Search code examples
bashawkicalendar

Process DTEND in a partial ICS file


what I have is an already processed ICS file which contains these three lines for each event:

SUMMARY:"Description"
DTSTART;VALUE=DATE:20230612
DTEND;VALUE=DATE:20230201

The dates can be in two forms:

DATE:20230201
DATE:20220908T153000

I need a bash script that sutracts one day from DTEND date if it's in the short form. DTEND;VALUE=DATE:20230201 would be DTEND;VALUE=DATE:20230131 after the script is through. Dates in long format should be unchanged.

Tried with awk:

#!/bin/bash

# Input file
input_file="input_file.txt"
output_file="output_file.txt"

# Process the file with awk
awk '
/^DTEND;/ {
    # Extract the date part after "DTEND;"
    split($0, arr, ";")
    date = arr[length(arr)]
    
    # Check if the date format is YYYYMMDD (8 digits)
    if (match(date, /^[0-9]{8}$/)) {
        # Parse year, month, day
        year = substr(date, 1, 4)
        month = substr(date, 5, 2)
        day = substr(date, 7, 2)
        
        # Calculate the previous day using date command
        prev_date = strftime("%Y%m%d", mktime(year " " month " " day " 00 00 00") - 86400)
        
        # Replace the original date with the previous day date
        sub(date, prev_date, $0)
    }
}
{ print }
' "$input_file" > "$output_file"

echo "Processing complete. Output saved to $output_file"

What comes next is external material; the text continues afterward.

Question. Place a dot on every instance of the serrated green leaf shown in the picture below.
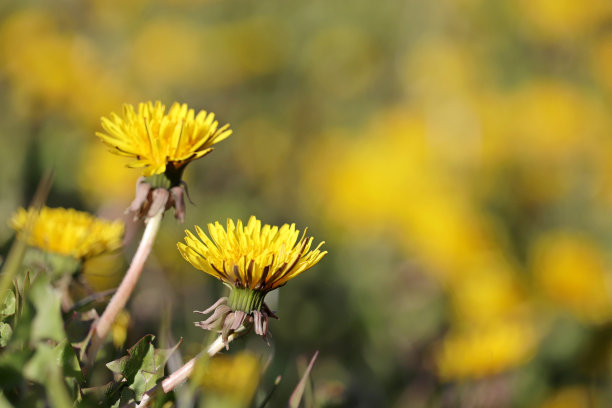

But after running the script nothing happend to the dates in short format. Guess i miss something.

Any help would be great ;-) Ps.: No need to use awk, could also be sed or any other command that is available in bash.

Additional Info:
I also tried with another approach: Leave the last 4 digits of dates as 4 digit integer numbers and subtract 1 from that number. Therefor I need a case selection for month boundaries:
case 0201 then 0131
and so forth.
I can omit the january first problem (which would also alter the year since 20220101 - 1 -> 20211231) since there can not be a DTEND on the first of january.
But could not get this second approach to work neither.


Solution

  • You split your array on ; (semicolon). So you get 2 elements and the second is something like VALUE=DATE:20230612. Split on : (colon), instead. And you could use a more accurate regex to select the lines of interest:

    awk -F: -v OFS=: '/^DTEND;VALUE=DATE:[0-9]{8}\r?$/ {
      y=substr($2,1,4); m=substr($2,5,2); d=substr($2,7,2); r=substr($2,9)
      $2 = strftime("%Y%m%d", mktime(y " " m " " d " 0 0 0") - 86400) r}
      1' "$input_file" > "$output_file"
    

    Note the \r? at the end of the regexp and the use of the r=substr($2,9) variable, such that this works with UNIX file format (lines terminated with \n) and DOS file format (lines terminated with \r\n).

    Note: just like your own version this requires GNU awk for the strftime function.